Monday, November 21, 2011
Choosing Your Blessings
I really want pretty flowers in my garden. Would you please give me some?
P.S. - I want pink ones. That smell pretty. That don't have too many thorns, you don't want me to get hurt! And not too small, I want to be able to cut them and put them into a vase. Okay? Thanks.
P.P.S. - I know that my soil is a mess with weeds and rocks. You can work miracles, though, right? Thanks.
P.P.S. - I'd rather that you water my garden in a different way than rain. It gets too muddy, and the moisture makes my hair crazy.
Have you ever prayed for something, and then given God a roadmap as to how you want Him to provide for / bless / heal you? I wish I could say I am old enough to have avoided such a 'rookie-prayer', but hence, I found myself doing just that a few months ago.
It is no secret that since I lost my job three years ago we've had our challenges. I was challenged with finding my identity as a stay at home mom (SAHM for the pros) and simultaneously we (much like many Americans) have been challenged financially. After all, we have a house, two kids, and rather enjoy being able to eat. All of those challenges came to a head in the summer when we found ourselves unable to make bills. We knew we needed help.
As we prayed for hope in the midst of our financial storms, my hubby began looking for a second job, while I reluctantly began putting in applications to a variety of places. I didn't want a job. I had finally fallen in love with and found my place as a SAHM, and was content in that identity. However, I really felt like I needed to at least try to find a way to help my hubby financially.
And so, I went on job interviews. I networked. Most of all I prayed. I prayed that God would "provide" financially. I prayed that I could stay at home while He provided. I prayed that I could be a SAHM while he dropped a check into the mailbox that would take care of all our needs. Oh, and I entered the Publisher's Clearing House Sweepstakes (really, I did).
Suddenly, I received His call. It was on the phone, and it was from a former co-worker turned manager at the company that I had been laid off from three years ago. She offered me a temporary job, Monday thru Friday, 40 hours a week, in an office 40 miles away. When she told me the job description, it seemed as though it was tailored just for me. The contract was until the end of the year, and I knew what I had to do.
After hanging up the phone, I cried. They weren't happy tears. I was disappointed. I didn't want this blessing. I wanted the flowers without the rain. It was painful to swallow my pride and work for a company that had laid me off. It was doubly painful that I had to leave my kids and husband all day. And then I took a step back and saw the big picture.

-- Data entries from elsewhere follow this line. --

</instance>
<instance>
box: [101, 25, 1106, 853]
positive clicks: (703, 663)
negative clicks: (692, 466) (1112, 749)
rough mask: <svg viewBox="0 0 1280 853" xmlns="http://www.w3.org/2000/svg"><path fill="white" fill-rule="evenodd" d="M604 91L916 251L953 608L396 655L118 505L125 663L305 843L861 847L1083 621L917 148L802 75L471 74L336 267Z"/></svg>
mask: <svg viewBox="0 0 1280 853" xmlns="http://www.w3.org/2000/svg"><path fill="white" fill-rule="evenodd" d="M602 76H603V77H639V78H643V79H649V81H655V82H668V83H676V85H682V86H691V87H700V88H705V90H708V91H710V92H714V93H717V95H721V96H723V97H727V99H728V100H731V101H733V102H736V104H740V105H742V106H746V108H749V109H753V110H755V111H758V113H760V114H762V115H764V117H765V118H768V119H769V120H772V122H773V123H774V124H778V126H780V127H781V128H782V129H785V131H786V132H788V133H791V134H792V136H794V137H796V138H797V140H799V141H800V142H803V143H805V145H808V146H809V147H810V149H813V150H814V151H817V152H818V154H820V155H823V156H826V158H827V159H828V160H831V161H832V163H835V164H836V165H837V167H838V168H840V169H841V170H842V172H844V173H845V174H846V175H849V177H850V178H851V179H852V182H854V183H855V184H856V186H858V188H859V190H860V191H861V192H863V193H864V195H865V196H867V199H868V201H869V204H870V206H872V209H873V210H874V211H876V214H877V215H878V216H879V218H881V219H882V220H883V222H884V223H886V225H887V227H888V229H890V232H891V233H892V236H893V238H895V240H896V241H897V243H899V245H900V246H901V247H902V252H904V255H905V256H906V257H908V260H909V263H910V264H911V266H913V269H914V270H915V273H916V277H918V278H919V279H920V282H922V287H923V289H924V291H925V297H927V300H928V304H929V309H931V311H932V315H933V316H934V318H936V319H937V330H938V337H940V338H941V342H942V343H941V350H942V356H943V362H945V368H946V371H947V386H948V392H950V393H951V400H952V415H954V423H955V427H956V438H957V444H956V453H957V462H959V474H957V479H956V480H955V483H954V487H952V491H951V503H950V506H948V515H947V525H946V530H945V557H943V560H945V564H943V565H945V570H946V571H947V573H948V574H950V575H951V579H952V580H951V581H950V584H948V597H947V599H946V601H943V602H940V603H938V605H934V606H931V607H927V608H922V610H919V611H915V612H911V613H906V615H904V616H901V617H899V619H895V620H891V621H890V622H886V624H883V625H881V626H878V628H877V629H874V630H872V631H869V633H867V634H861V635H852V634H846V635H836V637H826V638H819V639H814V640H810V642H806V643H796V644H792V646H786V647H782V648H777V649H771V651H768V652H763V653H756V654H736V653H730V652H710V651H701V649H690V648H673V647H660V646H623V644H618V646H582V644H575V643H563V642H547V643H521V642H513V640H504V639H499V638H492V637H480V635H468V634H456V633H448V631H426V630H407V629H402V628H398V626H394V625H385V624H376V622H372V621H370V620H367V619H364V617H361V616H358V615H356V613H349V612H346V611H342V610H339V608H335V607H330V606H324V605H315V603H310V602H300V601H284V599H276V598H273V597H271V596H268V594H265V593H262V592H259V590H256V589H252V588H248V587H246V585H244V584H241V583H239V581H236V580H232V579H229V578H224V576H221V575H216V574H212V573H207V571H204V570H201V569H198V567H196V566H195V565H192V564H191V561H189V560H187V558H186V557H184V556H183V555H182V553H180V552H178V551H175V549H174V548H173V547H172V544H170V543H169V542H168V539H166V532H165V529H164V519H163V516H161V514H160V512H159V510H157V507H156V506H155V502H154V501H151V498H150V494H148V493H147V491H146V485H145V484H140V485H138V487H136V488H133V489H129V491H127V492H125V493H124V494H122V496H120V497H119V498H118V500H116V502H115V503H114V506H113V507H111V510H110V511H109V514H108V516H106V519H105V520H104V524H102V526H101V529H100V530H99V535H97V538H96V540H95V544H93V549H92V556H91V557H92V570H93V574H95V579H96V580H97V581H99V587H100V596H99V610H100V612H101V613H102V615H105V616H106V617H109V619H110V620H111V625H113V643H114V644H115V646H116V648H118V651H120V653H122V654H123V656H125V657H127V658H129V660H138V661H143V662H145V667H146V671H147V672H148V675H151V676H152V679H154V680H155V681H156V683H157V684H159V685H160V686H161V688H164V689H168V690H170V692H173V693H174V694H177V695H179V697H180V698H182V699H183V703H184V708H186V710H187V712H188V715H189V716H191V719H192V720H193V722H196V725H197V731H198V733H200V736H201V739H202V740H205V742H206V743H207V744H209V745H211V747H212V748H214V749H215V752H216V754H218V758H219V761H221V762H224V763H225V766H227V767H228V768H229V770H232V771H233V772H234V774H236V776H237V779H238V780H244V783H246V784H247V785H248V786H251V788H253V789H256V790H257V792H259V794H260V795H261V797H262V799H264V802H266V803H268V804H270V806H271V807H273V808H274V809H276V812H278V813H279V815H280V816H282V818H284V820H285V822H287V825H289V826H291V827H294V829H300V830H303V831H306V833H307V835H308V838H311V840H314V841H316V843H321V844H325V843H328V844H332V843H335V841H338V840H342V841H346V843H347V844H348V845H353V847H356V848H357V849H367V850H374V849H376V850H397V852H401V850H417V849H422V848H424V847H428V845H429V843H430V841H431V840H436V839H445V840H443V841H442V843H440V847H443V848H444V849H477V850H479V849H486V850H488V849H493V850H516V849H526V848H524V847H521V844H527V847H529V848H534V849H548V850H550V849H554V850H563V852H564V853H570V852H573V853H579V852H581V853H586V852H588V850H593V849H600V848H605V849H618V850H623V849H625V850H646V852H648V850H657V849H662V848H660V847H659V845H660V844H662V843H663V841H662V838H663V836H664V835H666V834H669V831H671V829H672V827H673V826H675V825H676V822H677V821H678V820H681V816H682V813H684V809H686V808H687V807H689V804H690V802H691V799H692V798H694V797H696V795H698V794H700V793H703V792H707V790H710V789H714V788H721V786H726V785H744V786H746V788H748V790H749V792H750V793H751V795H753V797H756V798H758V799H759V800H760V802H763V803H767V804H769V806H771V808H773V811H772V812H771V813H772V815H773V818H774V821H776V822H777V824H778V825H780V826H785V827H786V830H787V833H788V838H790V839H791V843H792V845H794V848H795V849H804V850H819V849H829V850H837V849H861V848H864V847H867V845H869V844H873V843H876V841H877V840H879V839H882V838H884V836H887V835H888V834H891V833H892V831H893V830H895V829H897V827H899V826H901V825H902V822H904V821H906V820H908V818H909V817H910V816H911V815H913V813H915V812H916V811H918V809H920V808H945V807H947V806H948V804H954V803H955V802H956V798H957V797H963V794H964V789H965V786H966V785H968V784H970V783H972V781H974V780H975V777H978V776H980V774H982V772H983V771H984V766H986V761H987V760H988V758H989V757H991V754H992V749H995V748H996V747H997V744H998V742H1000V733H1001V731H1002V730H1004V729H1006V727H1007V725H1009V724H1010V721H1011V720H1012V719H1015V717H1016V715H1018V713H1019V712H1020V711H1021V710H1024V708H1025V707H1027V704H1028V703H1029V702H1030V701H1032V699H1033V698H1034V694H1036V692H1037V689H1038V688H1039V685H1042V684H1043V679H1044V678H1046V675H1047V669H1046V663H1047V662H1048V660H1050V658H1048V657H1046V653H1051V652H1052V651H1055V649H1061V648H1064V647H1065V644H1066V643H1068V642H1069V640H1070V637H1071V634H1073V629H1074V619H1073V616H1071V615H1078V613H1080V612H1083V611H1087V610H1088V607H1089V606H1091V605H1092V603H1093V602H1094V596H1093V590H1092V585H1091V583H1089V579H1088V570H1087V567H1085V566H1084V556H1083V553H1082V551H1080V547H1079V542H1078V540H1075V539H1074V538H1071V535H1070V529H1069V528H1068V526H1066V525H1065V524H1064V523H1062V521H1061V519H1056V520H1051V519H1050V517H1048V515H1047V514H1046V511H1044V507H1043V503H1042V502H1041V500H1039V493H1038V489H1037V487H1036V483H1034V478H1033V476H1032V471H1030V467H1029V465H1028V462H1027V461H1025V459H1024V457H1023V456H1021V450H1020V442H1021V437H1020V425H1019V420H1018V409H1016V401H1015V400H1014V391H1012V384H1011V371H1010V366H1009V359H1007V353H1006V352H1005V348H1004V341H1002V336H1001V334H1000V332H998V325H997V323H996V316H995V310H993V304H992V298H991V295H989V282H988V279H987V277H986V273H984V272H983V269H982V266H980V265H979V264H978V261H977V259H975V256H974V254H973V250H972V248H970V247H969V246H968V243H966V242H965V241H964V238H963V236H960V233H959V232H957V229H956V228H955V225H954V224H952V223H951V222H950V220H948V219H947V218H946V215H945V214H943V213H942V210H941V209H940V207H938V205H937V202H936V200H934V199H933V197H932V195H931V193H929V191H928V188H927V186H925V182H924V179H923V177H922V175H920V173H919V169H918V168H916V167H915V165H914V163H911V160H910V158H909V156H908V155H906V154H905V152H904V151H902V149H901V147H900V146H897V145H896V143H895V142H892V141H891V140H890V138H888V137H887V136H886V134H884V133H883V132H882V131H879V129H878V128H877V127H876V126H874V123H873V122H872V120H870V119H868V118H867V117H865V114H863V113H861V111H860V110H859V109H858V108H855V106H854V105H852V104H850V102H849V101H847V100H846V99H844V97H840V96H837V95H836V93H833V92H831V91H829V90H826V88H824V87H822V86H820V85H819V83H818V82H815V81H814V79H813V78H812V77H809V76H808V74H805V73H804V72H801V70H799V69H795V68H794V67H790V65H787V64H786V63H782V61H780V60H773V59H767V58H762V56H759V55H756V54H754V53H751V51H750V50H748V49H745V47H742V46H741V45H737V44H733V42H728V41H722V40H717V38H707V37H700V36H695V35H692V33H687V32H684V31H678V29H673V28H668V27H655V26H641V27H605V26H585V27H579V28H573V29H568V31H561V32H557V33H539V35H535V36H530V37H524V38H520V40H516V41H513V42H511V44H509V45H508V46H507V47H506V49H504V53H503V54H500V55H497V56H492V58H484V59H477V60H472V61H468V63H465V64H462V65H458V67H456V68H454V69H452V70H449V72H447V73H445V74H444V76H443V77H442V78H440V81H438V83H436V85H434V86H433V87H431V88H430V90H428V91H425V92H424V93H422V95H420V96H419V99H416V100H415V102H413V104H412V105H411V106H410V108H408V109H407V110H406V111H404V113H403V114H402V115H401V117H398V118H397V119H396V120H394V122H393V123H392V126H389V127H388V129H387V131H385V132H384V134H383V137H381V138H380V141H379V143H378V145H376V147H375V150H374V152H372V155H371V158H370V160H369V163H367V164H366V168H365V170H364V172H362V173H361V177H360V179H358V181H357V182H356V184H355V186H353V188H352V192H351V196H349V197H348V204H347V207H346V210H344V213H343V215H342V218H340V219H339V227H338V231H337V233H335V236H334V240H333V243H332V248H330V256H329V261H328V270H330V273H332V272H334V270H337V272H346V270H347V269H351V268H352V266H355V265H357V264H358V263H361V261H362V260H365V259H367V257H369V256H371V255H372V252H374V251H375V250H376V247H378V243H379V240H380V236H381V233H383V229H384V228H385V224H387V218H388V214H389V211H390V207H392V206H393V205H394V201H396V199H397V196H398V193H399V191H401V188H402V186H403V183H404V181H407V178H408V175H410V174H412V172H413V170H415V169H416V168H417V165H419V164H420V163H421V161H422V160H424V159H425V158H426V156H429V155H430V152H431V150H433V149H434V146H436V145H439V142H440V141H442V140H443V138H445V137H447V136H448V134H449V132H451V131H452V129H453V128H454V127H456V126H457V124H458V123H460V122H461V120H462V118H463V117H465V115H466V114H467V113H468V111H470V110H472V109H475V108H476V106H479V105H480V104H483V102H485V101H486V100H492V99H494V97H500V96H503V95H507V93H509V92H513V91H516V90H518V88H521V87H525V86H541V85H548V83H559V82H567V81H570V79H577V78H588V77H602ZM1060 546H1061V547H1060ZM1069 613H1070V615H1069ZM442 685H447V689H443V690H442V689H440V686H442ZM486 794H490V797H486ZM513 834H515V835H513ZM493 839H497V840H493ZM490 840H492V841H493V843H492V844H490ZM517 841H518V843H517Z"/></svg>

It is a temporary job. Though it has the potential to become more than that, for the time-being, it is just that. The hours are such that with my four year old's preschool schedule, and the naptime schedule both kids maintain, we need limited childcare. (We've been able to trade babysitting with some friends as well, which helps financially.) Finally, it is just enough time to get ahead a bit; pay bills that we had no idea how we were going to afford and put a few dollars into savings. It gets us to the beginning of the next year, when I declare an end to the resolution word "CHALLENGE". It really is a blessing. And as I am now halfway through my assignment, I see the flowers poking their pretty pink heads up through the soil.
There are challenges every day. Waking at 4:30am to commute an hour is painful. Not being able to mop / do laundry / cook / bake bread is like nails on a chalkboard. I miss my husband. I miss my boys. However, I know that God is providing according to His will, and answering my prayer. How can I be anything but thankful?
And so, I have a dozen blog posts about homemade drain cleaners, Pinterest projects, gardening triumphs, delicious baked goods, and sore throat remedies that will remain on the back-burner until I get a spare moment.
I know you don't mind much...you'll get to see the flowers soon enough.